On April 2, 1900, William Jennings Bryan (1860-1925) visits Seattle in pursuit of the 1900 Democratic presidential nomination. He addresses a large crowd in a circus tent at Y.M.C.A. Park (East Jefferson Street and 12th Avenue) and that evening speaks at a $1 per plate banquet at the Armory (1st Avenue and Lenora Street). Known mostly for his populist message of "free silver," Bryan stresses his stands against imperialism and trusts. In the partisan journalistic style of the day, The Seattle Times headline reads "All Seattle Turns out to Welcome the Great Leader," whereas the Seattle Post-Intelligencer announces "Bryan's Tour of Eastern Washington a Failure." Both papers agree that Bryan is a captivating speaker.
"The Great Commoner"
Bryan arrived in Seattle by train the day before from North Yakima. The crowd out to greet him stretched from Railroad Avenue (along the present route of Alaskan Way) all the way to either 1st Avenue (Seattle P-I) or 3rd Avenue (The Seattle Times). Photographs show people perched upon freight cars to catch a glimpse of the former Nebraska Congressman called "The Great Commoner" and "The Boy Orator of the Platte."

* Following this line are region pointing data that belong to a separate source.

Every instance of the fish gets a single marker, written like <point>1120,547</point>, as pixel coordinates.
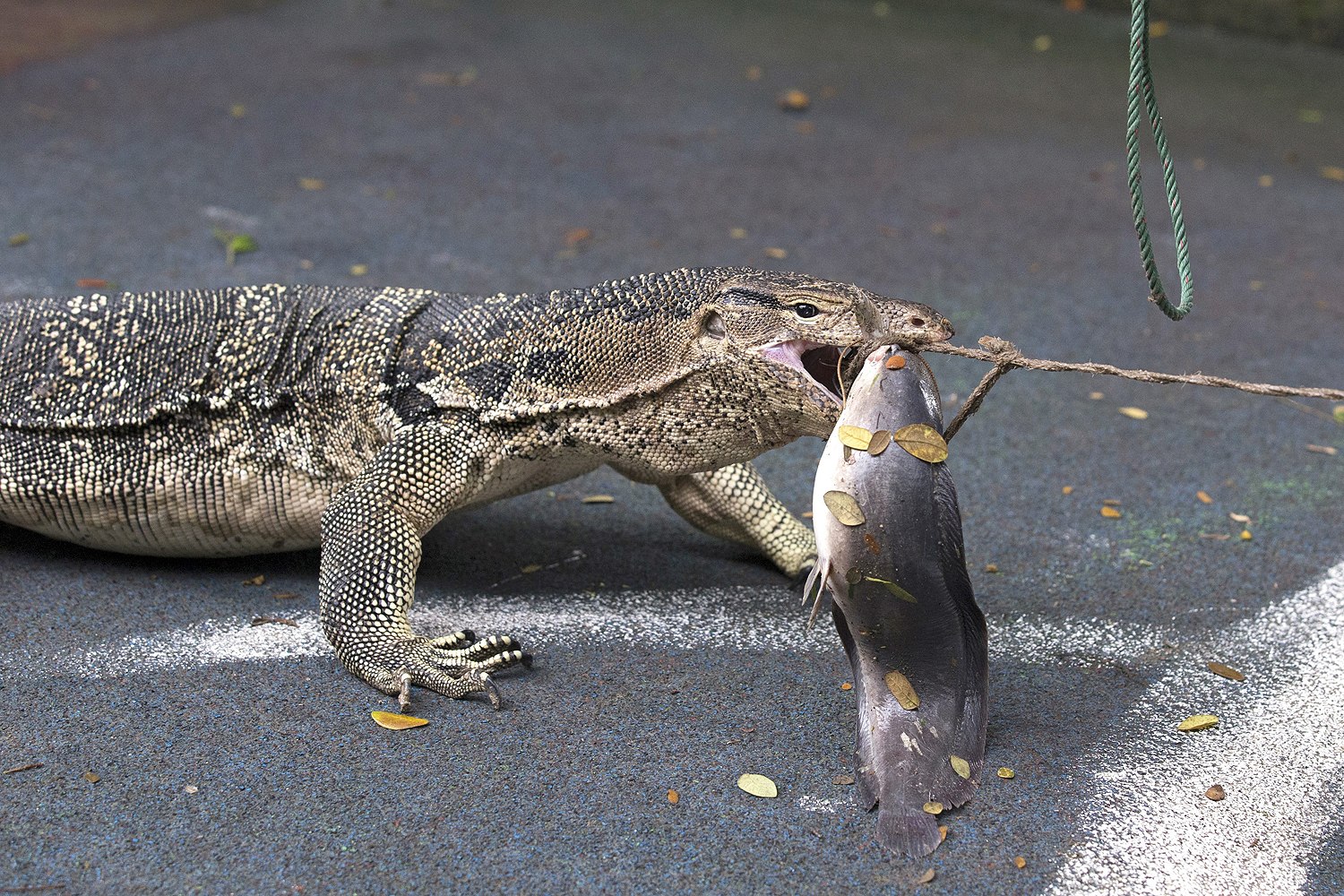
<point>892,559</point>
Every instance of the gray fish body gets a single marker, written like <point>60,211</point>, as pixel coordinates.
<point>902,602</point>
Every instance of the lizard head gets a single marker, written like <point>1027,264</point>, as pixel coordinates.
<point>812,336</point>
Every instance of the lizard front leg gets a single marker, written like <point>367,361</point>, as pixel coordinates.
<point>371,548</point>
<point>734,503</point>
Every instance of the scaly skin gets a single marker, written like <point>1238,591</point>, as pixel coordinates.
<point>250,419</point>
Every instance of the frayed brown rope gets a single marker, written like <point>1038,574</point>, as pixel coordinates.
<point>1005,357</point>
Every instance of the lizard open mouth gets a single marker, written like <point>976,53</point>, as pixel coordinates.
<point>825,366</point>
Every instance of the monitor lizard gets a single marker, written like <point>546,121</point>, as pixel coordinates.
<point>271,418</point>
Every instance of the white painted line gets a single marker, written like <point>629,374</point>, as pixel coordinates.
<point>742,616</point>
<point>1277,748</point>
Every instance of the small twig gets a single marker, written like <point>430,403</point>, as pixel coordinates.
<point>1005,357</point>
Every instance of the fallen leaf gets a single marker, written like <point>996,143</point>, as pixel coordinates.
<point>844,508</point>
<point>395,720</point>
<point>1228,672</point>
<point>922,441</point>
<point>902,691</point>
<point>29,766</point>
<point>894,589</point>
<point>855,437</point>
<point>793,99</point>
<point>758,786</point>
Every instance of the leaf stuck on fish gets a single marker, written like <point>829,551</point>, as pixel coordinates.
<point>855,437</point>
<point>844,508</point>
<point>922,441</point>
<point>902,691</point>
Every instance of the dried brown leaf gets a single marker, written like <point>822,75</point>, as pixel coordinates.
<point>902,691</point>
<point>844,508</point>
<point>395,720</point>
<point>922,441</point>
<point>1228,672</point>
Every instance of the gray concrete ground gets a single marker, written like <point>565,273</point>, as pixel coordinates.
<point>946,158</point>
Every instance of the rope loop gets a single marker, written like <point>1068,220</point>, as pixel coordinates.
<point>1142,94</point>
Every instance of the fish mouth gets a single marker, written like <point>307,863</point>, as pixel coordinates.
<point>830,368</point>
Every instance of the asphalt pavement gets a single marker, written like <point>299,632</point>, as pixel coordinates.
<point>962,155</point>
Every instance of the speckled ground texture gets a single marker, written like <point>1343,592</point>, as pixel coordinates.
<point>943,160</point>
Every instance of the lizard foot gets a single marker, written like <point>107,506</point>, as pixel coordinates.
<point>459,672</point>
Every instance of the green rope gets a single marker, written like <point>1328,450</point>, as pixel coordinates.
<point>1142,83</point>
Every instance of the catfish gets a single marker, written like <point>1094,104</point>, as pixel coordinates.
<point>890,555</point>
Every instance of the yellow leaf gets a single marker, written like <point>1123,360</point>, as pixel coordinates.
<point>758,786</point>
<point>1228,672</point>
<point>395,720</point>
<point>855,437</point>
<point>894,589</point>
<point>922,441</point>
<point>902,691</point>
<point>844,508</point>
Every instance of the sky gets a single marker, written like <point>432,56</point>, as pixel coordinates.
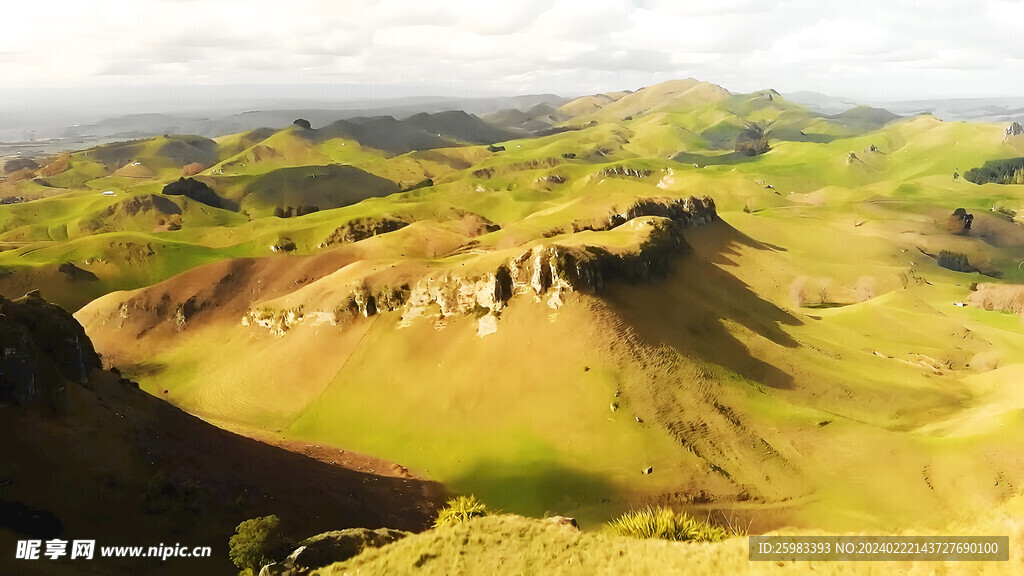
<point>889,50</point>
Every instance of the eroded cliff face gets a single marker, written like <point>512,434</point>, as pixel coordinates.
<point>546,272</point>
<point>41,346</point>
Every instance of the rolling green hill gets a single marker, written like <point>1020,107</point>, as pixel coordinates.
<point>723,302</point>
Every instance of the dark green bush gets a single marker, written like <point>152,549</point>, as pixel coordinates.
<point>666,524</point>
<point>1010,171</point>
<point>257,542</point>
<point>461,509</point>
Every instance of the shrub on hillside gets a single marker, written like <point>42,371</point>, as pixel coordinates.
<point>461,509</point>
<point>190,188</point>
<point>953,260</point>
<point>1009,171</point>
<point>257,542</point>
<point>665,524</point>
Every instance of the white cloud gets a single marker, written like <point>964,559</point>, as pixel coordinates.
<point>899,47</point>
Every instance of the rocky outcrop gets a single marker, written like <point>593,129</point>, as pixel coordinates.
<point>276,321</point>
<point>41,345</point>
<point>330,547</point>
<point>361,229</point>
<point>1014,129</point>
<point>546,272</point>
<point>626,171</point>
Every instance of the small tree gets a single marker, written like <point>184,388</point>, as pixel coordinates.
<point>257,542</point>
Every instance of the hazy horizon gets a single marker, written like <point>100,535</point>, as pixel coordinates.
<point>170,51</point>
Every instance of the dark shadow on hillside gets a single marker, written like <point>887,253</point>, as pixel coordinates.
<point>536,489</point>
<point>689,310</point>
<point>126,468</point>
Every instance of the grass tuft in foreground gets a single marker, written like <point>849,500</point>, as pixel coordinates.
<point>665,524</point>
<point>461,509</point>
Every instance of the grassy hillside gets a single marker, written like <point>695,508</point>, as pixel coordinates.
<point>540,323</point>
<point>511,544</point>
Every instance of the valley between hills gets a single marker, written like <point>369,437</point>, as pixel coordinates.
<point>725,303</point>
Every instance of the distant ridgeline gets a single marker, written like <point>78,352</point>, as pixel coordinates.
<point>1010,171</point>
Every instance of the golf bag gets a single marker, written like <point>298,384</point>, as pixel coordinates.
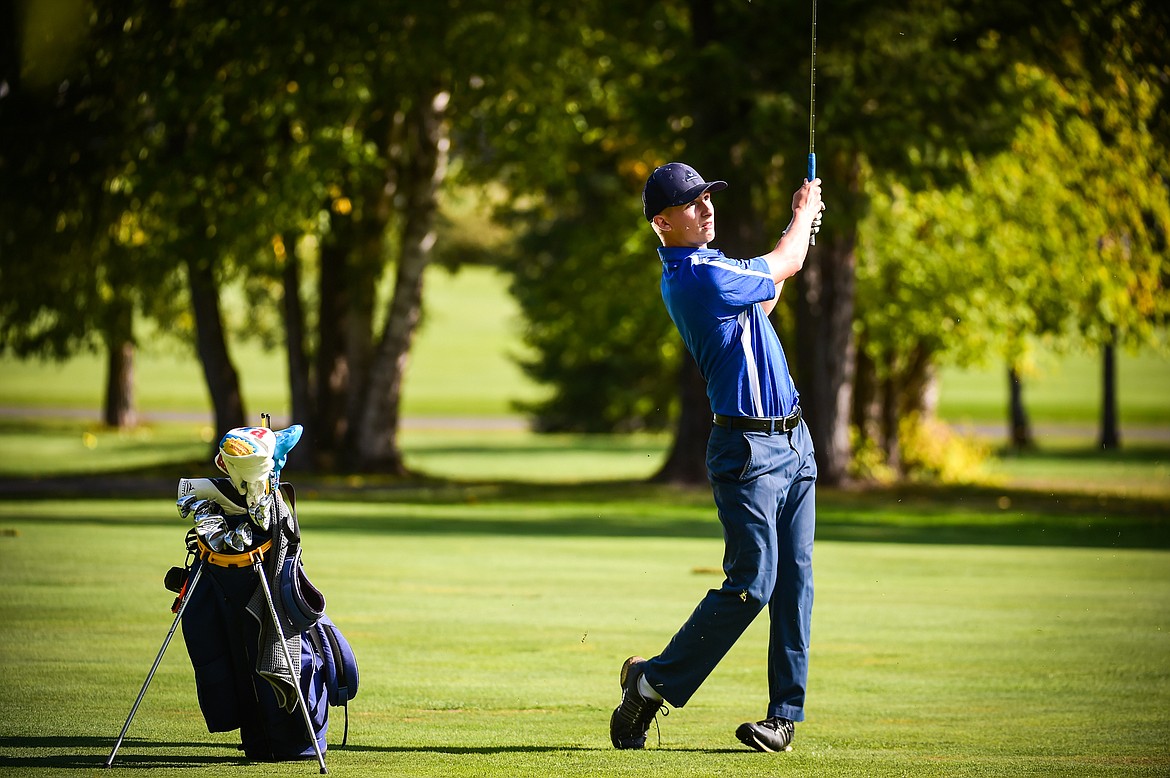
<point>242,677</point>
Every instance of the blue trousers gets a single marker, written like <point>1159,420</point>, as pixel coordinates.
<point>764,487</point>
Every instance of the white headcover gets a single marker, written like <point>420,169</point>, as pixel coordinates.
<point>246,456</point>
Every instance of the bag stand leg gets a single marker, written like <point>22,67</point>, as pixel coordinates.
<point>259,566</point>
<point>150,676</point>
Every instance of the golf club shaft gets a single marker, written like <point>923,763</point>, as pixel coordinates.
<point>259,566</point>
<point>178,615</point>
<point>812,109</point>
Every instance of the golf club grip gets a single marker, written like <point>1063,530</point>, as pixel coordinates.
<point>812,174</point>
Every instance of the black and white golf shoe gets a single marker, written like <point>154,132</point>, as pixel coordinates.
<point>631,721</point>
<point>771,735</point>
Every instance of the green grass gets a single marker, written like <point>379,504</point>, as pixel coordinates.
<point>490,621</point>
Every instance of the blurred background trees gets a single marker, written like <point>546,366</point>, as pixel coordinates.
<point>995,173</point>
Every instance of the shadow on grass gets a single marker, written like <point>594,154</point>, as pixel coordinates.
<point>69,752</point>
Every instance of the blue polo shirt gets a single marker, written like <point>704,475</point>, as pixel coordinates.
<point>715,303</point>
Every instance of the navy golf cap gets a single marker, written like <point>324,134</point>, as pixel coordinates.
<point>674,184</point>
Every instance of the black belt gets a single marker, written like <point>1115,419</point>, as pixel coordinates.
<point>769,424</point>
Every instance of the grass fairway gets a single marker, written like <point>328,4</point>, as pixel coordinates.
<point>490,621</point>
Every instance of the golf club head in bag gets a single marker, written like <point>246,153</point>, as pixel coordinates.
<point>253,458</point>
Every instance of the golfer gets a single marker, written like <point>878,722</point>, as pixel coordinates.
<point>759,461</point>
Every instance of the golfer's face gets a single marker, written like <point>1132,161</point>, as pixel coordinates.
<point>694,224</point>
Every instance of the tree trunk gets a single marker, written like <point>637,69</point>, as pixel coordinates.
<point>687,461</point>
<point>421,167</point>
<point>1020,436</point>
<point>118,404</point>
<point>825,351</point>
<point>331,373</point>
<point>1110,431</point>
<point>211,343</point>
<point>119,384</point>
<point>300,376</point>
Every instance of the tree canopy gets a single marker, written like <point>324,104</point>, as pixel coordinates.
<point>995,171</point>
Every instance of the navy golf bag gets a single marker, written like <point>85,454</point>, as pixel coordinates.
<point>242,677</point>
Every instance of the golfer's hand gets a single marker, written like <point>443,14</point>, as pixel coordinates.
<point>807,198</point>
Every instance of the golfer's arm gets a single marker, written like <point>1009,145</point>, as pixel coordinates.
<point>787,257</point>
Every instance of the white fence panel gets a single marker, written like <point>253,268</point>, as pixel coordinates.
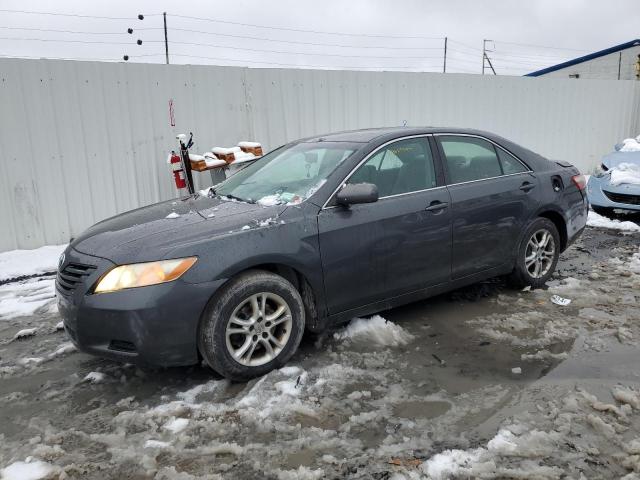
<point>81,141</point>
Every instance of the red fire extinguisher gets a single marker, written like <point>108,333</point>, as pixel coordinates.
<point>178,171</point>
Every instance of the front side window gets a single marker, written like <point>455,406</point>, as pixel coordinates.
<point>401,167</point>
<point>510,164</point>
<point>287,175</point>
<point>469,158</point>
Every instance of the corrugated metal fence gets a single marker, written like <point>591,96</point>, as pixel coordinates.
<point>81,141</point>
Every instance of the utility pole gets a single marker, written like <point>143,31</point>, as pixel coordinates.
<point>166,41</point>
<point>444,66</point>
<point>485,57</point>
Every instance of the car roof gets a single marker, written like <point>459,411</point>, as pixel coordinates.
<point>366,135</point>
<point>378,136</point>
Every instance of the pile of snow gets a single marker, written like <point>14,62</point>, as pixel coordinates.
<point>95,377</point>
<point>25,332</point>
<point>26,297</point>
<point>241,157</point>
<point>225,151</point>
<point>249,144</point>
<point>598,221</point>
<point>33,470</point>
<point>21,263</point>
<point>375,330</point>
<point>630,145</point>
<point>625,173</point>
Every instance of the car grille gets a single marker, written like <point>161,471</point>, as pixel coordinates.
<point>623,198</point>
<point>71,276</point>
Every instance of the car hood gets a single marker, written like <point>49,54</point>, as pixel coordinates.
<point>149,233</point>
<point>613,160</point>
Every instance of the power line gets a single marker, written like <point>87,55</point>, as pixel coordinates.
<point>305,31</point>
<point>538,46</point>
<point>73,14</point>
<point>289,53</point>
<point>264,39</point>
<point>75,31</point>
<point>65,41</point>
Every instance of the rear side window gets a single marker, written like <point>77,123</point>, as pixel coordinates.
<point>510,164</point>
<point>469,158</point>
<point>401,167</point>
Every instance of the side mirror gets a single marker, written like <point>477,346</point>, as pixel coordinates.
<point>354,193</point>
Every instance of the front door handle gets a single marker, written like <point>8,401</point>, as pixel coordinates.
<point>436,206</point>
<point>526,186</point>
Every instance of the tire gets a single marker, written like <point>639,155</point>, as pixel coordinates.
<point>604,211</point>
<point>545,259</point>
<point>238,326</point>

Bryan met with political leaders and reporters at the Rainier Grand Hotel before leaving by train for Bellingham that night. He returned to Seattle on Monday, April 2 and spoke to either 12,000 (Seattle P-I) or 20,000 (The Seattle Times) people at the tent rally and to "thousands" at the Armory.
After Seattle, Bryan took a steamship to Olympia and then to Tacoma.
A Populist Argument Against Imperialism
As part of his argument against the McKinley Administration's policy of occupying the Philippine Islands, Bryan told the afternoon crowd, "Why here on this coast you have killed Chinamen because they came in here voluntarily to compete with American labor. How dare you bring eight millions of Filippinos within the territory to compete with labor? My friends you have got to have those people as citizens, if they come in under our domination at all, and you cannot have them as citizens without lowering our civilization."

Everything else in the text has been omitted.